SHIFT: Robust Double Machine Learning for Average Dose-Response Functions under Heavy-Tailed Contamination

arXiv stat.ML / 5/4/2026

📰 NewsSignals & Early TrendsIdeas & Deep AnalysisModels & Research

Key Points

  • The paper argues that standard double-machine-learning (DML) approaches for estimating average dose-response functions can be highly vulnerable to outliers because kernel-weighted local-linear smoothers have unbounded functional influence.
  • It introduces SHIFT (Self-calibrated Heavy-tail Inlier-Fit with Tempering), a robust DML estimator that combines cross-fit orthogonalization with a kernel-local Welsch-loss optimized via Graduated Non-Convexity, plus a defensive OLS refit whose inlier cutoff is calibrated using post-GNC residual MAD.
  • In a localized-heavy-tailed contamination stress test (p=0.25), SHIFT sharply reduces level-RMSE from 1.03 to 0.33 while leaving clean and uniform-contamination scenarios largely unaffected.
  • Across 1,400 main-sweep fits, SHIFT shows competitive worst-case shape recovery (RMSE 0.325 at p=0.25) and, among methods with worst-case RMSE below 0.35, is highlighted for producing non-uniform per-sample weights that recover the ground-truth outlier mask with high mean F1 (~0.96) on Gaussian-jump data.
  • The work provides an Extreme Value Theory diagnostic toolkit to identify Frechet vs Weibull tail regimes and guide practical method choice (SHIFT vs L1 alternatives), and it includes extensions to binary-treatment CATE and time-series ADRF, alongside an ablation suggesting linear nuisance models can outperform gradient-boosted nuisances under uniform contamination.
  • The article is primarily about robust statistical methods for causal dose-response estimation under heavy-tailed contamination, not about AI engineering per se.

Abstract

Double-machine-learning pipelines for the Average Dose-Response Function rely on kernel-weighted local-linear smoothers, which inherit unbounded functional influence: a single outlier within a kernel window biases the curve across the entire window.

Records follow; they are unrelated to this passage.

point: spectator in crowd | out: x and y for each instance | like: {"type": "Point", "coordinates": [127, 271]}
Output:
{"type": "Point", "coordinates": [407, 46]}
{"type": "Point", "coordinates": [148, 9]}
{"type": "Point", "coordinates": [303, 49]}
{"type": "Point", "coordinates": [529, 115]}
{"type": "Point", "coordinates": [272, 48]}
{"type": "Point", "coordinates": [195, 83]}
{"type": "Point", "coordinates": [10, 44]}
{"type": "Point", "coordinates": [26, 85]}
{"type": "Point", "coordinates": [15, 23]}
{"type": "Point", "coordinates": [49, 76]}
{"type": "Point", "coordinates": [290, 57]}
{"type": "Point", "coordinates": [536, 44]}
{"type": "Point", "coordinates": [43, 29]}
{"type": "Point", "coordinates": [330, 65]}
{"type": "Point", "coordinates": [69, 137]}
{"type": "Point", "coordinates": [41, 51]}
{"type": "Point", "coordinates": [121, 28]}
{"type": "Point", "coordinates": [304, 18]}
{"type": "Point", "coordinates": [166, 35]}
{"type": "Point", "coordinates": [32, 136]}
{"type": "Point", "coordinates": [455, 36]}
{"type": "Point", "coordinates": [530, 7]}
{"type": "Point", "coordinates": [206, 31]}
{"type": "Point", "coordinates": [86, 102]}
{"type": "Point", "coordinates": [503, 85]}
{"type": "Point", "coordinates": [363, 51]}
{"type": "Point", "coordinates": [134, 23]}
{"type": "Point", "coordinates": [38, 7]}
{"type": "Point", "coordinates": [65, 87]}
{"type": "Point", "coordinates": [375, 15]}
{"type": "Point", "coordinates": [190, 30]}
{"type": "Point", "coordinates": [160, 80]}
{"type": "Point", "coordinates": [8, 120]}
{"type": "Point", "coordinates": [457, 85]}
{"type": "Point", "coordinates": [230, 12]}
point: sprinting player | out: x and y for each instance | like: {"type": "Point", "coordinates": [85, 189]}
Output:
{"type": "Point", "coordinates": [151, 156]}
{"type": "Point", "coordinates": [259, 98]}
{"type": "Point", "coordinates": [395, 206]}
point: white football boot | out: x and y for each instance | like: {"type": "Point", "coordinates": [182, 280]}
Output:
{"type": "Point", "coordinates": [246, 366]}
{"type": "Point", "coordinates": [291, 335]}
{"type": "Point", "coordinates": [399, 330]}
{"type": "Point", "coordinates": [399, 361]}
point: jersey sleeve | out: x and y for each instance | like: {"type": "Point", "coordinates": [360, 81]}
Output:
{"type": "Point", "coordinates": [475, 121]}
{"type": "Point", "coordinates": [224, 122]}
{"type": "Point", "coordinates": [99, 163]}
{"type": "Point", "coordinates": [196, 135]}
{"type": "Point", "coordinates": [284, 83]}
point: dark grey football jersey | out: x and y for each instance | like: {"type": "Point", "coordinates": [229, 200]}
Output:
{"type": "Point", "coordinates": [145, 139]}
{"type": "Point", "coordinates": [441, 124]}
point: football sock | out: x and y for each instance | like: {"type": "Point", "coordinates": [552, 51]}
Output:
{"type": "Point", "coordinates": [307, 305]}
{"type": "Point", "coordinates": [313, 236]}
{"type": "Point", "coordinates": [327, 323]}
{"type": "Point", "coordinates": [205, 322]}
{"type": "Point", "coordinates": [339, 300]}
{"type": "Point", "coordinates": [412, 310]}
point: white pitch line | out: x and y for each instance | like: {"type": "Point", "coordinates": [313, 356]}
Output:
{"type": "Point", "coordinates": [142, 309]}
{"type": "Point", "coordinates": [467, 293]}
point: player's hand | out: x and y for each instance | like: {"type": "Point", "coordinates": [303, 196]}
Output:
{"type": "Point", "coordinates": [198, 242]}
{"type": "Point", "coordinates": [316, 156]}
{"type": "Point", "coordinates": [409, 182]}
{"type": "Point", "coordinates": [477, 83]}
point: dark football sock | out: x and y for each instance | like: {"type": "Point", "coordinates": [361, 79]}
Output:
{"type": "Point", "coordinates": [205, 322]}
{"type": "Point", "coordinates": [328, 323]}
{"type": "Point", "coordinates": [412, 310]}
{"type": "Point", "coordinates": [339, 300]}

We introduce SHIFT (Self-calibrated Heavy-tail Inlier-Fit with Tempering), a robust DML estimator combining cross-fit nuisance orthogonalization with a kernel-local Welsch-loss second stage optimized by Graduated Non-Convexity, and -- the principal design choice -- a defensive OLS refit whose inlier cutoff is scaled by post-GNC residual MAD rather than the raw-outcome MAD. On a localized-contamination stress test at p=0.25 this design choice drops level-RMSE from 1.03 to 0.33 while leaving clean and uniformly-contaminated runs unchanged. Across 1,400 main-sweep fits, SHIFT has competitive worst-case shape recovery (RMSE 0.325 at p=0.25, second to Huber-DML's 0.276); among the three methods with worst-case RMSE below 0.35, only SHIFT emits a non-uniform per-sample weight vector, recovering the ground-truth outlier mask at mean F_1 \approx 0.96 (range 0.945--0.968) on Gaussian-jump DGPs. We pair the estimator with a six-technique Extreme Value Theory diagnostic suite (Hill, GPD-MLE/PWM, GEV, Mean Excess, parameter stability, causal tail coefficient) that lets a practitioner distinguish Frechet from Weibull regimes and choose between SHIFT and L1 alternatives on empirical grounds. Extensions to binary-treatment CATE (Huber pseudo-outcome X-Learner) and time-series ADRF (block-CV + rolling MAD) are included. A counter-intuitive ablation: linear nuisance models (Ridge, Lasso) outperform gradient-boosted nuisances for robust DML under uniform contamination, inverting the usual more-flexible-is-better heuristic.